Government censors HTTPS traffic to our website. Workarounds?
Unfortunately, circumventing censorship is better addressed on the client side, so there aren't many server side settings that could help with that. You could advise your users to use a VPN, Tor, and/or public DNS with DNS-over-HTTPS (RFC 8484) or DNS-over-TLS (RFC 7858).
You make the assumption that the censorship method has something to do with DNS, but have you actually tested this? Did you know that the server name indication (SNI, RFC 6066, 3) in the ClientHello is unencrypted and may also be used to block the TLS connection? Luckily, TLS Encrypted Client Hello (draft-ietf-tls-esni-09) is on its way and can help with that. More reading on the subject:
- Seth Schoen: ESNI: A Privacy-Protecting Upgrade to HTTPS (EFF)
- Matthew Prince: Encrypting SNI: Fixing One of the Core Internet Bugs (Cloudflare)
(We don't usually add any greetings to our Q/A posts, but your 007 reference is golden!)

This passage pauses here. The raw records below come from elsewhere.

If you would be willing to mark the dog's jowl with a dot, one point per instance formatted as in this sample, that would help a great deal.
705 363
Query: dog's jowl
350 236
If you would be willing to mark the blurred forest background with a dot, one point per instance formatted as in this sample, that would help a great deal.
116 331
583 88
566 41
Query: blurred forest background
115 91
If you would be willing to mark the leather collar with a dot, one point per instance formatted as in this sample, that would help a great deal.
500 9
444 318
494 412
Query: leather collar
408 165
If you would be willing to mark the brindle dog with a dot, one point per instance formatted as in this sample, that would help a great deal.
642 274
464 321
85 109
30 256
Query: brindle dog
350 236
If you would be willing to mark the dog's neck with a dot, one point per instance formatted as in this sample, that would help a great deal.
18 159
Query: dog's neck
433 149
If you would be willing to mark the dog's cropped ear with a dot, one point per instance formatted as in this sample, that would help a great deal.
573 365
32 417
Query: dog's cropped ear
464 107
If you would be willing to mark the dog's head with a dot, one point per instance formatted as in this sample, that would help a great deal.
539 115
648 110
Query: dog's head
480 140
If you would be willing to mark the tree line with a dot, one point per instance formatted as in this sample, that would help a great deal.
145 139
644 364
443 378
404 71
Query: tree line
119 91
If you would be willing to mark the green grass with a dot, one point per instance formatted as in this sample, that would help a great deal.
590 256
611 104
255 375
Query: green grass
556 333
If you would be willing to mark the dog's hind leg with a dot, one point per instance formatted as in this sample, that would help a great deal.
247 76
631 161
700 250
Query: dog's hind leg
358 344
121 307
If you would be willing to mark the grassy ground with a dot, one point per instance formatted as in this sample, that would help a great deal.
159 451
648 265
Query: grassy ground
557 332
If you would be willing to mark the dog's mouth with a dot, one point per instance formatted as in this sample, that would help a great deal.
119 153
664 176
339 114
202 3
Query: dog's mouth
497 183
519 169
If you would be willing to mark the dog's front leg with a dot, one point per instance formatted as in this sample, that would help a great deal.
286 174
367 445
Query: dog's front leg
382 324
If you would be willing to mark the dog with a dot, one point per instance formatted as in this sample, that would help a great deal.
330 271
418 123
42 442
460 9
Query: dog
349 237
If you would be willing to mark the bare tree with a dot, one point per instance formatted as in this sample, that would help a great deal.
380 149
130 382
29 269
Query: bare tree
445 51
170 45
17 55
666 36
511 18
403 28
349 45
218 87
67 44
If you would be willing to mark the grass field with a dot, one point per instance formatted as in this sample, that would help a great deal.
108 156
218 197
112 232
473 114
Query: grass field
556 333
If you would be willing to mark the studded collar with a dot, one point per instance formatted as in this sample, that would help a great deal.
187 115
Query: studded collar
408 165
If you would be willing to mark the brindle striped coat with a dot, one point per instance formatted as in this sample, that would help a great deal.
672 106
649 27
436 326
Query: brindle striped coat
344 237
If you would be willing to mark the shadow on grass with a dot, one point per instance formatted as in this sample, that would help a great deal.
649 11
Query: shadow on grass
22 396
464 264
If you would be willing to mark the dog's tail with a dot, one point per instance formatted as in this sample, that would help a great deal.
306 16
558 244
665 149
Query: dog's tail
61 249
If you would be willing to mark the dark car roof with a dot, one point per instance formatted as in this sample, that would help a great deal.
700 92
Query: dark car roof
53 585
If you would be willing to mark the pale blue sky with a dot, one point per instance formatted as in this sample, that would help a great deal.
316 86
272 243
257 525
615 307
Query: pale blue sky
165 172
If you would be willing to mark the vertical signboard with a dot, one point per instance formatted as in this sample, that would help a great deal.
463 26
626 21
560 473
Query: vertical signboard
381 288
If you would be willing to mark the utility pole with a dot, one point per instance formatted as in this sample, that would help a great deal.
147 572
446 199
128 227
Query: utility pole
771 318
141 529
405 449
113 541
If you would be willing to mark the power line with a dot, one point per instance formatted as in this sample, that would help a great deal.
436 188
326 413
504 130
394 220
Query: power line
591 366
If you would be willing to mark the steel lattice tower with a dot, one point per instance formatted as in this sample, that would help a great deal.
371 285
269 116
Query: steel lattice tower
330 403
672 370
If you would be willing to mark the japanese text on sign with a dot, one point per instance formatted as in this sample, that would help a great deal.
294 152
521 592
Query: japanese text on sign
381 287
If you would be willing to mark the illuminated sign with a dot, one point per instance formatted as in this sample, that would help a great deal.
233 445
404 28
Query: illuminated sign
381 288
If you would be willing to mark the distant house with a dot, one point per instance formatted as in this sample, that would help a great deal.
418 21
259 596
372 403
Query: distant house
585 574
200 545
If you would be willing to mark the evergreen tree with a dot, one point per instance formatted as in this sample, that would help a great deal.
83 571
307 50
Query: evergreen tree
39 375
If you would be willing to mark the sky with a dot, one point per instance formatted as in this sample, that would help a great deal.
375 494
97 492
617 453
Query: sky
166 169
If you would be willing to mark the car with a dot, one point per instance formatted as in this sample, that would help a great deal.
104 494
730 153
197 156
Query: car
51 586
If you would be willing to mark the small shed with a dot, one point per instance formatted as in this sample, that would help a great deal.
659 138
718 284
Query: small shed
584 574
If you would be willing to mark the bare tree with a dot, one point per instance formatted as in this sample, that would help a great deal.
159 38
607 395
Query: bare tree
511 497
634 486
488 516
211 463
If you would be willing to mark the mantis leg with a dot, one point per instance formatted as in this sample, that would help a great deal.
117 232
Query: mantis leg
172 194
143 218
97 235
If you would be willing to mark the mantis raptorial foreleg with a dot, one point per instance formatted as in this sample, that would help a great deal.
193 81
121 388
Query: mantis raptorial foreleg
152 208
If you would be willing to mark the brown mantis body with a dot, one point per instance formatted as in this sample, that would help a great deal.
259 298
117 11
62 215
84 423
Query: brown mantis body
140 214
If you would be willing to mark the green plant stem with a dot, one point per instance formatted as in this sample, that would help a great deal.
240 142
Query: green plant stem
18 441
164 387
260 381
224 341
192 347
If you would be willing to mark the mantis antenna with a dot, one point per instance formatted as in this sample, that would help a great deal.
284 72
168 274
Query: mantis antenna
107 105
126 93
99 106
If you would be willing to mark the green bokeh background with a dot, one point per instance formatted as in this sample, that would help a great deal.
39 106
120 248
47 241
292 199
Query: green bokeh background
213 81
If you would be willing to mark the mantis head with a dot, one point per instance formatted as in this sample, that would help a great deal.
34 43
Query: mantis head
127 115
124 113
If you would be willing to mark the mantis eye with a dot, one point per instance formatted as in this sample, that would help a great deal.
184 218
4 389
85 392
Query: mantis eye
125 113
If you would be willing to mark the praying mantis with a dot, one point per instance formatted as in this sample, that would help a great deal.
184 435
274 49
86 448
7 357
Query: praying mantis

Most of Russian providers implement Inquisition requests by intercepting DNS traffic and changing it on the fly (and it's pretty easy since it's unencrypted), effectively using the man-in-the-middle scheme, for instance, all of the Ertelecom-affiliated ISPs are using this method. In this case (which can be easily determined by just comparing client-side resolved IP vs the real IP) nothing can be done from server side: even if you'll implement DNSSEC and signed answers will start to flow, all this technique will do is breaking the client-side name resolving stack entirely, when it comes to your domain (however, this is purely a theory, but you can easily prove I'm wrong; if I am).
Unffortunately, all of the available solutions to bypass DNS MitM needs to be applied to the client side, not the server one.